General Motors posted a 43 percent jump in U.S. sales for March from a year earlier in its continuing brands, the first of expected sharp gains by automakers driven by incentives and better weather.

Toyota Motor Corp <7203.T> expects its March U.S. sales to be up as much as 40 percent from a year earlier as it digs out from a drop in sales that followed its massive vehicle recalls and Ford Motor Co also expects a sharp sales increase.

Ford, Toyota and other automakers will report U.S. sales later on Thursday. Last month, Ford overtook GM to be the No. 1 seller in the United States for the first time since 1998.

Toyota launched unprecedented discounts in March to try to win back customers including zero-percent financing for five years on top models such as the Camry sedan.

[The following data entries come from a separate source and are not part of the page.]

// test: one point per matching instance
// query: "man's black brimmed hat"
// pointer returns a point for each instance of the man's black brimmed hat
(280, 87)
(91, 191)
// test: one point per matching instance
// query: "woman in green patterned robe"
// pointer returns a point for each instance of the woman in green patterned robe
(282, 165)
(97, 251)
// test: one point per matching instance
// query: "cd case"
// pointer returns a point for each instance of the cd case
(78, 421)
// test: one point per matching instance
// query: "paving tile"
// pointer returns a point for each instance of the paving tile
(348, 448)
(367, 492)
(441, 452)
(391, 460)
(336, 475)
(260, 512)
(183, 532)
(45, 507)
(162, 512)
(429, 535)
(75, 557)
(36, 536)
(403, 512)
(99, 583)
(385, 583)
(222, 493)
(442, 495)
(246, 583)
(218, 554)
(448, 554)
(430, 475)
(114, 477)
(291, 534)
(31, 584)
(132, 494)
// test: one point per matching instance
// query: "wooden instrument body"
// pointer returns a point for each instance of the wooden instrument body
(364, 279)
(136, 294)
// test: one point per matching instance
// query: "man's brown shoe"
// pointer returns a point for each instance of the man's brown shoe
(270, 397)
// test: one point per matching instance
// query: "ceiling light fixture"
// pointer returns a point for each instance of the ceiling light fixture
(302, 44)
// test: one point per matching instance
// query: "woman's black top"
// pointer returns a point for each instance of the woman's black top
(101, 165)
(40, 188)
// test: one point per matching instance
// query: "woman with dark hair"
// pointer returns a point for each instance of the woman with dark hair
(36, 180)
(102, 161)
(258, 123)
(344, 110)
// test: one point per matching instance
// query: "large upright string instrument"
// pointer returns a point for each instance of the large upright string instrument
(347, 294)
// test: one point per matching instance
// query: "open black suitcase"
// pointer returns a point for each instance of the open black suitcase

GM said March U.S. sales rose 40.6 percent for Chevrolet, 41.8 percent for Cadillac, 44.9 percent for GMC and 75.8 percent for Buick. Including all of its discontinuing brands, GM sales rose 20.6 percent for the month from the prior year.

Newer GM models like the Chevrolet Equinox, GMC Terrain and Buick Lacrosse continued to see strong sales, GM said.

AutoNation Inc Chief Executive Mike Jackson, head of the largest U.S. dealership network, said in an interview with CNBC on Thursday that he expected the industry to break the 12 million vehicle mark for an annualized rate in March.

U.S. auto sales ran at a 10.8 million vehicle annualized rate in January and at about 10.4 million in February.

Influential tracking service J.D. Power and Associates has raised its outlook for full year U.S. auto industry sales to 11.7 million vehicles, from 11.5 million vehicles.

MOST CARMAKERS SEE MARCH INCREASES

Toyota Motor Sales USA President Jim Lentz said earlier this week that industrywide auto sales could be about 11.5 million vehicles in the seasonally adjusted annualized rate followed by economists and industry followers.

In remarks on Wednesday at the New York auto show, Toyota executives said the automaker's March U.S. sales could be up as much as 40 percent from a year earlier, which it believed would be stronger than the industry overall.

The automaker offered broad incentives to jump-start sales in March after the massive safety recalls in January and February that also led to production halts for a week on some of Toyota's best-selling cars and trucks.

Toyota's U.S. market share fell to 13.4 percent in the first two months of 2010 from nearly 17 percent for 2009.

Toyota traditionally has spurned steep discounts to protect resale values and has said that it would announce its plans for incentives in April next week while executives hinted that they were likely to continue.

Ford said on Monday it expected U.S. sales for its Ford, Lincoln and Mercury brands to be higher in March than in March 2009 by a percentage amount consistent with recent months.

U.S. sales rose 43 percent in February, 24 percent in January and 33 percent in December for the Ford, Lincoln and Mercury brands overall. Ford on Sunday announced a definitive agreement to sell its other brand, Volvo, to China's Geely.

Ford U.S. sales chief Ken Czubay told Reuters on March 25 that he expected the automaker's U.S. sales to outpace the industry in March, giving it market share gains in 17 of the last 18 months.

Ford increased its U.S. market share in 2009, the first full-year increase since 1995. Its U.S. market share rose more than 1 full percentage point in 2009 to 15.5 percent not including Volvo.

Nissan Motor Co <7201.T> on Wednesday said its March US sales could be up 35 percent from the prior year. Nissan said it would not resort to incentives to drive share gains.

Hyundai Motor Co's <005380.KS> U.S. sales rose 15.4 percent in March from a year earlier, in line with a forecast that Hyundai USA President John Krafcik gave at the New York auto show earlier this week.

Chrysler, now under the management control of Italy's Fiat SpA , is the only large automaker expected to post a U.S. sales decline in March from a year earlier.

A Chrysler executive said last week that he expected the automaker to post a sales decline of about 10 percent for March from the same month in 2009, when heavy incentives supported its sales in the weeks before a U.S. autos task force report.